The mathematical models of this standard are based upon the House and Tuttle method as modeled by
ECAR . The House and Tuttle formulas consider all of the essential factors without the simplifications that made in some of the other formulas. To differentiate between laminar and turbulent air ├čow, the House and Tuttle method uses two different formulas for forced convection; the transition from one to the other is made at a Reynolds number of 1000. 

Because turbulence begins at some wind velocity and reaches its peak at some higher velocity, the transition from one curve to another is a curved line, not a discontinuity. The single transition value was selected as a convenience in calculating conductor ampacities.

The single transition value results in a discontinuity in current magnitude when this value is reached. Therefore, to avoid this discontinuity that occurs using the House and Tuttle method, ECAR elected to make the change from laminar to turbulent air flow at the point where the curves developed from the two formulas.

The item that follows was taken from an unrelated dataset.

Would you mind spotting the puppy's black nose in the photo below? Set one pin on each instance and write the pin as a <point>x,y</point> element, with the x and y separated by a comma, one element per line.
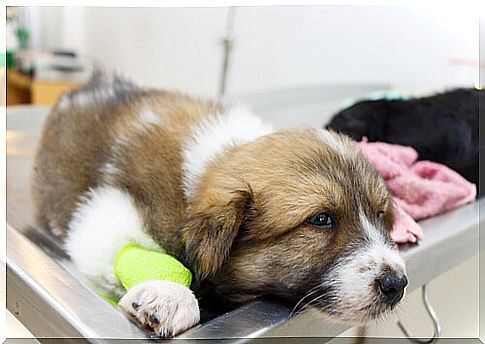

The formulas for forced convection heat loss have an upper limit of application validity of a Reynolds number of 50 000. 

Since the primary purpose of this standard is the calculation of thermal ratings for constant weather conditions, the slower but simpler iterative approach is taken. Alternate noniterative methods may be used to calculate the conductor temperature given the current and weather conditions. The heat balance equation is expressed as a biquadratic equation that can be solved to give the conductor temperature directly.

The radiation term is linearized and the resulting approximate linearized heat balance equation is solved using standard methods of linear differential equations. A somewhat more precise linearized radiation term is used to reduce the number of iterations required. 

These methods are computationally faster than the iterative method described in this standard; however, the algebraic expressions are more complex. While one expects to get the same answer from any valid calculation method, the noniterative methods are used normally in real-time thermal rating algorithms where calculation speed is essential.